I testi che qui presentiamo appartengono a due diverse fasi della riflessione di Gilbert Simondon. Il primo, Épistémologie de la cybernétique, risale al 1953 ed è un manoscritto di lavoro mai pubblicato dall’autore; il secondo, Entretien sur la mécanologie, costituisce la trascrizione di un’intervista televisiva rilasciata a Jean Le Moyne nel 1968. Se il primo testo riguarda una fase giovanile della riflessione di Simondon, di poco anteriore o più probabilmente contemporaneo alla redazione delle sue opere più importanti e nel quale emerge già la volontà di far dialogare il pensiero riflessivo con quello scientifico, il secondo, invece, nel quale il filosofo è interrogato in relazione alle sue più note intuizioni intorno
alla tecnica, appartiene a una fase ormai matura.
La scelta di pubblicare questi due testi deriva dall’esigenza di mostrare la varietà di interessi che caratterizza il pensiero di Simondon, nonché la caratura originariamente interdisciplinare del suo sforzo teorico. Prova ne sia la riflessione sulla cibernetica, disciplina a cui Simondon inizia precocemente a interessarsi e nella quale vede la possibilità di costruire una vera e propria “assiomatica” delle scienze, ovvero un sistema di relazioni operazionali, ontologiche ed epistemologiche capaci di riunificare l’enciclopedia dei saperi. Non meno “sistematica” è poi la riflessione, contenuta nell’Entretien, sullo statuto degli oggetti tecnici e sul ruolo della tecnica nella società contemporanea, anticipatrice di una serie di tendenze che paiono trovare oggi il proprio dominio di applicazione. La capacità di intravedere, nello sviluppo delle tecnologie – come nel caso della ruota – una continuità in cui si ridisegnano continuamente i confini tra artificiale e umano, tra concreto e astratto, porta così l’analisi di Simondon – agli antipodi rispetto a molte posizioni coeve sulla tecnica, spesso inficiate da uno sguardo pregiudiziale quando non apertamente ostile – verso la definizione di un nuovo umanismo “allargato”: qui la comprensione dei rapporti conflittuali tra uomo e macchina viene mitigata da un impegno pedagogico, volto a introdurre nella cultura umanistica una sana iniezione di conoscenza tecno-scientifica.

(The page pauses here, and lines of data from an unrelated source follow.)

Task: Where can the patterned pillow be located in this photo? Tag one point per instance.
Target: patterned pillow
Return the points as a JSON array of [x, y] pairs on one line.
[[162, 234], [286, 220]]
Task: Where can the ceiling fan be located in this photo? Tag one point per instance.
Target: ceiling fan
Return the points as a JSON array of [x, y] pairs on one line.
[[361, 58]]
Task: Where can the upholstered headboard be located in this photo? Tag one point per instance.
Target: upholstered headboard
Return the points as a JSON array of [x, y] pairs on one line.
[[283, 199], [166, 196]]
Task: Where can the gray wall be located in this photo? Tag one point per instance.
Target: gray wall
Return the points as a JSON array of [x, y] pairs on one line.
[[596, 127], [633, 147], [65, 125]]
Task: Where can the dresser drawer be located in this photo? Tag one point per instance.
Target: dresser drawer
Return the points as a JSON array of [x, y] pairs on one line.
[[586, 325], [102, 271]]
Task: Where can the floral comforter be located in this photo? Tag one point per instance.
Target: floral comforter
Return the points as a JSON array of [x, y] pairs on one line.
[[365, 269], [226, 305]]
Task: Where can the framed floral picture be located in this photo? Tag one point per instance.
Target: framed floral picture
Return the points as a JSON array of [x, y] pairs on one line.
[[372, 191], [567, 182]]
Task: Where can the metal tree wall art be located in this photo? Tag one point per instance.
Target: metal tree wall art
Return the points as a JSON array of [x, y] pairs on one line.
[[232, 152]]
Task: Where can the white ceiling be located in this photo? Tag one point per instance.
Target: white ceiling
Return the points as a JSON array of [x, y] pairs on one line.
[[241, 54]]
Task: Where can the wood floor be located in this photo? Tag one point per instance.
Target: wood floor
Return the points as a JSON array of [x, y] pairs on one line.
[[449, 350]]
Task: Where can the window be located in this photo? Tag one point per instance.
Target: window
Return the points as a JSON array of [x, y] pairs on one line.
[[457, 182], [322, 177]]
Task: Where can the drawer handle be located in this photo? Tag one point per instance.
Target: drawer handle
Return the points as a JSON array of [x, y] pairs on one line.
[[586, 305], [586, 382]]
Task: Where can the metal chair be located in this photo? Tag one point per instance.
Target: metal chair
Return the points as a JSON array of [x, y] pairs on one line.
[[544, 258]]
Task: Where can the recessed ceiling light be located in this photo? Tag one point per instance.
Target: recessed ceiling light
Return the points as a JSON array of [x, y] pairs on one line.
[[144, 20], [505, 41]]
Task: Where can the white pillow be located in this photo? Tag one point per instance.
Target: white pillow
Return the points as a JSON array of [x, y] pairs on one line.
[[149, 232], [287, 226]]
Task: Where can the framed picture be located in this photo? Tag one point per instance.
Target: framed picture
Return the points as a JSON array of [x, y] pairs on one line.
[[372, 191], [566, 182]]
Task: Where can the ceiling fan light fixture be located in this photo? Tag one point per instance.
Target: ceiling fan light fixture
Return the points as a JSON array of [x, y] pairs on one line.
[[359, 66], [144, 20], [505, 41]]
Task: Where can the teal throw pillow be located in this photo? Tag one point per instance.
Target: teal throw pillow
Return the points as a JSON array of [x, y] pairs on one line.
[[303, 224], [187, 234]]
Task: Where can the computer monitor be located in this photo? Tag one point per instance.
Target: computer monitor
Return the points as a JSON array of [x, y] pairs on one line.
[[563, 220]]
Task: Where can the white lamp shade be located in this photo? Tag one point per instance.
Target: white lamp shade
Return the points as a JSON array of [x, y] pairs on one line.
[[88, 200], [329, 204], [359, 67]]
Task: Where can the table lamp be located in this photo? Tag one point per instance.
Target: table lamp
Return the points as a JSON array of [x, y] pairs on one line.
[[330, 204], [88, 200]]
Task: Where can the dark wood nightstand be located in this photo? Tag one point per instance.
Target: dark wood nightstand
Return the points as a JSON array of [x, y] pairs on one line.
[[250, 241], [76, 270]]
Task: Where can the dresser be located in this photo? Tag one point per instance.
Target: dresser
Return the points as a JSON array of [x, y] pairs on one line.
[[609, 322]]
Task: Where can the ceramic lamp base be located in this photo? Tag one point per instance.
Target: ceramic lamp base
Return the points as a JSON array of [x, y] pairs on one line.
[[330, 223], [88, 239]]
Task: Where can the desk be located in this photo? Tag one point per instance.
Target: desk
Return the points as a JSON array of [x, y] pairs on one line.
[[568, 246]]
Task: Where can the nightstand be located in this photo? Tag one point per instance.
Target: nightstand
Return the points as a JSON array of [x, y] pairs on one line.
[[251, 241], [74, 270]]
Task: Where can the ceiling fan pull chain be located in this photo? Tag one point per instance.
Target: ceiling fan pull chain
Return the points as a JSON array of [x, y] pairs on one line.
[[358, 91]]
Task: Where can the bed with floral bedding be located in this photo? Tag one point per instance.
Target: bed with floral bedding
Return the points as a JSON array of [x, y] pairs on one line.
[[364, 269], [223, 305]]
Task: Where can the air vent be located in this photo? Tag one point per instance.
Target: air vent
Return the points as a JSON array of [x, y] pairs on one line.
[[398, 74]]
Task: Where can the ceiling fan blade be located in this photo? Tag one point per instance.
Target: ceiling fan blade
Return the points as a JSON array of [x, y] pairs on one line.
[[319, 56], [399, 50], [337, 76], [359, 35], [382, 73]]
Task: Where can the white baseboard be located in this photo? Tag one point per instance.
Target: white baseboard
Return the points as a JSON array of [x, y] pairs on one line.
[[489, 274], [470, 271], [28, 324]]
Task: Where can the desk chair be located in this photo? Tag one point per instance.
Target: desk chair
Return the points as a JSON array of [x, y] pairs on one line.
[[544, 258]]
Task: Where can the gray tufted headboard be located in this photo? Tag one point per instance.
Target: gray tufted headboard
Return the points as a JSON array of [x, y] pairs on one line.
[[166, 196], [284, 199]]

Tanto nel caso della cibernetica quanto in quello della tecnica, emerge insomma il disegno ampio – potremmo dire genuinamente speculativo –
del lavoro di Simondon, che ci consegna delle importanti intuizioni su come ripensare (e riunire insieme) i più eterogenei campi del sapere, nell’ottica di riposizionare i confini stessi della cultura umana.

Epistemologia della cibernetica (1953)

GILBERT SIMONDON
Manoscritto di lavoro conservato in un dossier dal titolo Recherches philosophiques.1.
È difficile considerare la cibernetica come una scienza. La fisica, la biologia, l’astronomia, la numismatica si definiscono per il loro oggetto; hanno un solo oggetto e possono impiegare diversi metodi per studiarlo. Questo primato dell’oggetto sul metodo nella definizione di una scienza esprime forse un pregiudizio sostanzialista: una struttura è, per il pensiero riflessivo, un termine di riferimento più certo di un’operazione. Solo la matematica pone un serio problema a un simile principio di classificazione: la matematica non possiede un oggetto paragonabile a quello della fisica o dell’astronomia; è innanzitutto un metodo – di misura o di trasformazione di misure. Fornisce alle altre scienze metodi operativi. L’epistemologia deve ad Auguste Comte una classificazione delle scienze fondata sul primato dell’oggetto, e la corrente definizione delle scienze ha conservato qualcosa del positivismo nell’ammettere che ogni scienza debba avere un oggetto. Auguste Comte tuttavia aveva serbato, al di fuori delle scienze che hanno un oggetto, due pensieri validi e conformi allo spirito positivo: la matematica, strumento iniziale di ogni scienza, mezzo fondamentale di espressione, e la riflessione epistemologica, identica al pensiero filosofico, necessaria per assicurare la coordinazione di lavori scientifici specializzati e vigilare sulla permanente oggettività e positività dell’osservazione e dell’esplicazione. Da una parte e dall’altra del corpo delle scienze oggettive specializzate, il positivismo definisce dunque due conoscenze operative valide: la conoscenza matematica, all’avvio della ricerca oggettiva, e la conoscenza epistemologica, al termine provvisorio di questa stessa ricerca.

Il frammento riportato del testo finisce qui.